The fact that Sentara’s leaders believed in him enough to fund his education helps Smith stay focused on his goals: “Just knowing that people actually want to invest in my potential and my future keeps me going.”

A regional model

In 2018, Del. Terry L. Austin, R-Botetourt County, traveled to MD Anderson Cancer Center in Houston for bladder reconstruction surgery as part of a regimen to treat his bladder cancer. While chatting with workers there, Austin learned many had attended the DeBakey High School for Health Professions, a Houston public high school designed to prepare students for medical careers through a partnership with Baylor College of Medicine.

Later that year, Austin ran into Lawrence with Carilion Clinic and told her about DeBakey High. “I said, ‘We can do that,’” she recalls.

After speaking with educators in Texas about the program, Lawrence organized a sit-down with area education, health and workforce leaders to discuss the need for health care workers.
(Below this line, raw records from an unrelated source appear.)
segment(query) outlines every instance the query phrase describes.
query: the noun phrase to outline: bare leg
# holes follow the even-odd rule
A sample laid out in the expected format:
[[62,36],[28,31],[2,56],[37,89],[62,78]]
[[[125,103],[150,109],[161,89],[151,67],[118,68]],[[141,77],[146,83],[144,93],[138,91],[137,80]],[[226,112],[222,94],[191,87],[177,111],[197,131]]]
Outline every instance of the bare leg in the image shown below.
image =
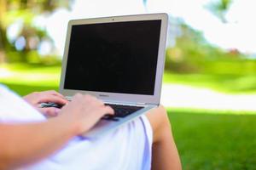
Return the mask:
[[152,169],[182,169],[166,109],[160,105],[147,117],[153,128]]

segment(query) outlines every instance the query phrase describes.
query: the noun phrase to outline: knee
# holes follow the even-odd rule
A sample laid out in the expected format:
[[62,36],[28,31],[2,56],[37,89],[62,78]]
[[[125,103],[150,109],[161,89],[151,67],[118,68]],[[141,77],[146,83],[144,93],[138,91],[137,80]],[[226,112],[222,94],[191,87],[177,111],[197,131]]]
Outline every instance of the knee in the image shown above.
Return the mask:
[[163,105],[160,105],[149,111],[147,114],[147,117],[153,129],[154,142],[157,142],[160,139],[160,136],[166,133],[172,133],[168,114]]

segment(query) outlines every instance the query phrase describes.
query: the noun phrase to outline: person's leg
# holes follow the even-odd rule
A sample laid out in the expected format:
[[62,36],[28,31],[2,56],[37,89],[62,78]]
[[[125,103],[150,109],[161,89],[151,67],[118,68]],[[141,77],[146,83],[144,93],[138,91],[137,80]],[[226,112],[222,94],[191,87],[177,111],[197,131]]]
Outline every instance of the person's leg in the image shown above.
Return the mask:
[[146,116],[153,128],[152,169],[182,169],[166,109],[160,105]]

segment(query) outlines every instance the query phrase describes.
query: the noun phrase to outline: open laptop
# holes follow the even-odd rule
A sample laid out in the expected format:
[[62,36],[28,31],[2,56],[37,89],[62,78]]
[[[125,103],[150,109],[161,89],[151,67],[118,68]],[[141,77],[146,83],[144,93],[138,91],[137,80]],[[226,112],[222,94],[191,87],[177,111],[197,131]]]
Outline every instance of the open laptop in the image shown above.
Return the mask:
[[102,135],[159,105],[167,20],[166,14],[152,14],[69,21],[60,93],[67,99],[91,94],[125,110],[105,116],[84,137]]

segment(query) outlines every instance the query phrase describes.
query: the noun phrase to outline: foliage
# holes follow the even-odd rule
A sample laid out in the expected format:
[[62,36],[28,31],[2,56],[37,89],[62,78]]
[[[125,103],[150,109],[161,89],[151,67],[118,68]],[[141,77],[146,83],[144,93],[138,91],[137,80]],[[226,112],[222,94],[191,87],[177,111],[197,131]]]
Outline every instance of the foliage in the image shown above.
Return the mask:
[[[38,14],[51,13],[61,7],[69,8],[71,3],[55,0],[0,1],[0,62],[51,64],[60,60],[54,55],[42,58],[38,54],[38,49],[42,42],[52,46],[53,42],[45,30],[33,26],[32,22]],[[14,39],[9,39],[7,31],[14,25],[19,25],[21,28]],[[51,62],[48,63],[49,60]]]
[[176,45],[166,53],[166,70],[177,73],[254,74],[256,60],[236,49],[223,50],[208,43],[201,32],[181,25]]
As they talked, Lawrence says, it became clear that boosting the number of students going into health careers wasn’t something any one organization could tackle on its own. They had to work together.
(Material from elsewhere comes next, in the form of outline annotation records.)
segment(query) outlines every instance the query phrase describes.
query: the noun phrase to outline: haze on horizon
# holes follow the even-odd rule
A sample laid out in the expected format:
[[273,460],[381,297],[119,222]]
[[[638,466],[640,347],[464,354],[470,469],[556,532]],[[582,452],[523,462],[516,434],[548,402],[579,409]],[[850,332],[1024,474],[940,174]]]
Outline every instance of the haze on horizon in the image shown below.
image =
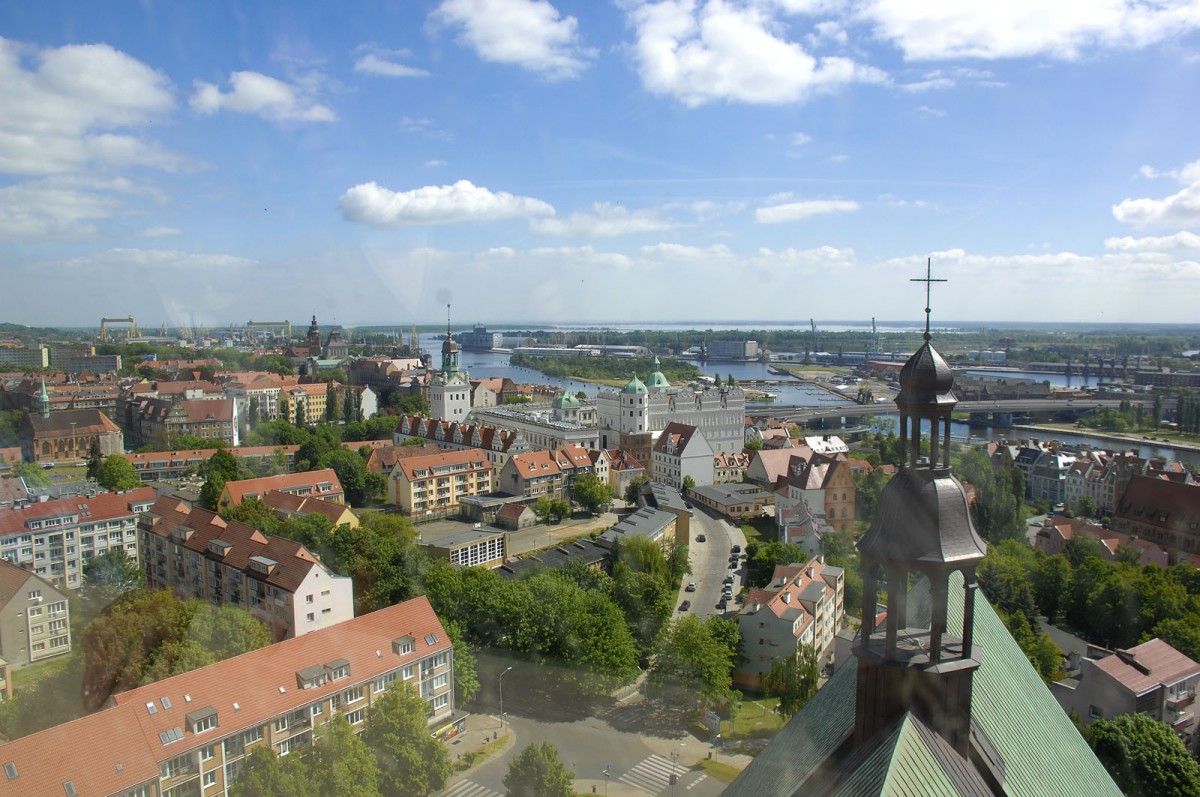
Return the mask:
[[1192,323],[1200,0],[1085,5],[8,4],[0,320]]

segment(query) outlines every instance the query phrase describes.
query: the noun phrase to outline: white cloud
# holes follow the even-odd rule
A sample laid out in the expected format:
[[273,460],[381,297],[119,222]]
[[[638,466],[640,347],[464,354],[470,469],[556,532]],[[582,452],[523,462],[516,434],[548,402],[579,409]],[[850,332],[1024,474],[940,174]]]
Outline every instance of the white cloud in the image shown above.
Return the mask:
[[234,72],[229,91],[203,80],[196,82],[190,103],[200,114],[233,110],[272,121],[335,121],[332,109],[316,102],[306,86],[284,83],[260,72]]
[[1043,56],[1138,48],[1200,28],[1193,0],[870,0],[858,16],[908,60]]
[[656,210],[629,210],[607,202],[598,202],[588,212],[571,214],[565,218],[529,220],[529,228],[541,235],[575,235],[580,238],[613,238],[635,233],[656,233],[682,224],[662,218]]
[[432,17],[460,29],[460,40],[481,59],[551,80],[578,76],[595,58],[581,43],[575,17],[563,17],[547,0],[443,0]]
[[140,238],[174,238],[182,234],[184,230],[179,227],[146,227],[138,233]]
[[[186,166],[186,158],[127,130],[174,110],[170,80],[108,44],[36,50],[0,38],[0,108],[6,174]],[[108,132],[114,128],[122,132]]]
[[858,203],[851,199],[809,199],[758,208],[754,211],[754,217],[760,224],[779,224],[822,214],[845,214],[856,210],[858,210]]
[[802,102],[812,94],[887,76],[841,56],[814,58],[782,38],[782,25],[762,5],[708,0],[634,5],[635,53],[649,91],[697,107],[713,101],[761,104]]
[[1104,248],[1117,252],[1174,252],[1200,250],[1200,235],[1182,230],[1160,238],[1105,238]]
[[343,193],[337,206],[348,221],[377,227],[554,215],[554,209],[541,199],[518,197],[504,191],[492,192],[469,180],[460,180],[454,185],[424,186],[404,192],[390,191],[376,182],[365,182]]
[[1136,227],[1195,227],[1200,224],[1200,181],[1163,199],[1124,199],[1112,205],[1112,215]]
[[408,66],[407,64],[397,64],[391,58],[406,58],[410,55],[408,50],[397,50],[392,53],[373,52],[367,53],[354,61],[354,71],[362,72],[366,74],[378,74],[385,78],[426,78],[430,76],[428,70],[422,70],[416,66]]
The Blue Ridge Partnership for Health Science Careers officially formed in 2019. Today, it’s a coalition of leaders from education, industry, economic and workforce development and nonprofits working to “solidify the Roanoke and New River Valleys, the Alleghany Highlands and the greater Lynchburg region as a health sciences leader.”
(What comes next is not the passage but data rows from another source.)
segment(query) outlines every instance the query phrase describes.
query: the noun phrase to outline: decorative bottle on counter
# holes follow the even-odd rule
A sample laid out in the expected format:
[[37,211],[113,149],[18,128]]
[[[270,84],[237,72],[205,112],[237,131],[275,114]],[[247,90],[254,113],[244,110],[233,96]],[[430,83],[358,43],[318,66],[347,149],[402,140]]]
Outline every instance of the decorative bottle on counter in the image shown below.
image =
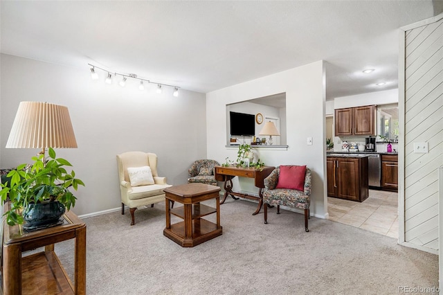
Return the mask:
[[386,146],[388,152],[392,152],[392,145],[390,143],[388,143],[388,145]]

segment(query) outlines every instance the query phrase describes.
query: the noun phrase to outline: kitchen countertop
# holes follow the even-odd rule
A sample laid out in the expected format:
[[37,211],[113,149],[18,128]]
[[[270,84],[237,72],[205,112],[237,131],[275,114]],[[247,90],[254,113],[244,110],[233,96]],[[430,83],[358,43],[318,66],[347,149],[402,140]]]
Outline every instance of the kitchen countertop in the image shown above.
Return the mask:
[[328,150],[326,152],[326,155],[327,156],[330,156],[332,154],[334,154],[334,156],[338,156],[338,154],[343,154],[343,155],[347,155],[347,156],[350,156],[351,154],[352,155],[355,155],[356,154],[356,157],[363,157],[363,156],[360,156],[361,155],[367,155],[367,156],[370,156],[370,154],[392,154],[393,156],[397,156],[398,155],[398,152],[354,152],[354,151],[340,151],[340,152],[335,152],[333,150]]

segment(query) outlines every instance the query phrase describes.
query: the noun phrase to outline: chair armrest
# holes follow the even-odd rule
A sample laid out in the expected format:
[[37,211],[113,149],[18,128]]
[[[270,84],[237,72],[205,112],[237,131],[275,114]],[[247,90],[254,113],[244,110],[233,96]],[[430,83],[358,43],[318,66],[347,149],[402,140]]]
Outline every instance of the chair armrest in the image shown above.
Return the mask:
[[306,168],[306,174],[305,175],[305,190],[304,193],[305,195],[310,196],[311,195],[311,187],[312,186],[311,184],[312,179],[312,172],[309,168]]
[[126,188],[128,191],[132,190],[132,186],[131,186],[131,183],[129,181],[126,181],[125,180],[122,180],[120,183],[120,185]]
[[266,178],[264,179],[264,188],[266,190],[273,190],[277,186],[278,182],[278,168],[274,169]]
[[161,177],[159,176],[154,177],[154,182],[155,184],[168,184],[166,183],[166,177]]
[[197,167],[193,166],[190,168],[188,170],[188,177],[194,177],[199,174],[199,172],[197,170]]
The partnership’s successes include launching a student ambassador program with participants ranging from high schoolers to postgrads who are planning to go into health care. As ambassadors, their duties include speaking on workforce panels and chatting with peers about what courses to take. And in 2024, working jointly with the Virginia Department of Education and Radford University, the partnership revived the Governor’s Summer Camp for Medicine and Health, a program for high school juniors and seniors interested in health care careers. Previously staged at Virginia Commonwealth University, the four-week program hadn’t been held since 2020.

For 2024-25, the partnership is prioritizing a range of initiatives, including: expanding work-based learning experiences, like paid internships and apprenticeships; increasing the number of qualified instructors for needed health care occupations; implementing a shared instructor model between employers and schools; and increasing the number of community mentors encouraging students to consider health care careers. Today, the Blue Ridge Partnership for Health Science Careers receives funding from nonprofit Claude Moore Opportunities and serves as a regional model for the rest of the state.

Launched in 2024, Claude Moore Opportunities is a spinoff nonprofit of the Claude Moore Charitable Foundation. Created in 1987 by the late Dr. Claude Moore, a wealthy radiologist and Loudoun County landowner, the foundation’s mission includes expanding health care career development efforts across Virginia.

Over the years, CMCF has invested more than $20 million in initiatives to “provide entry points and advancement” in health care careers, including investing more than $1 million since 2021 to strengthen and expand health sciences courses in 18 K-12 districts in the Roanoke and New River valleys and the Lynchburg region.

In 2023, CMCF established a goal of “formalizing a statewide health workforce development model,” based on the Blue Ridge Partnership for Health Science Careers.

The Blue Ridge Partnership’s framework simply works, says Dr. William A. Hazel, CEO of Claude Moore Opportunities and a former state secretary of health and human resources. “We have to have some concepts about working together and aligning, so that when we try to address the barriers that are created, we can do it in an organized and intelligent fashion,” he says.

Claude Moore Opportunities furthers CMCF’s mission by addressing Virginia’s shortage of health care workers. The nonprofit’s website offers a detailed plan to help leaders in other regions of the state who want to work collaboratively to increase the health care workforce.

Hazel stresses that building the state’s health care labor supply will take collective efforts — and that means competing health systems must work together. “We need them to put aside their sort of parochial, competitive interest,” he says, “and just grow the workforce together.”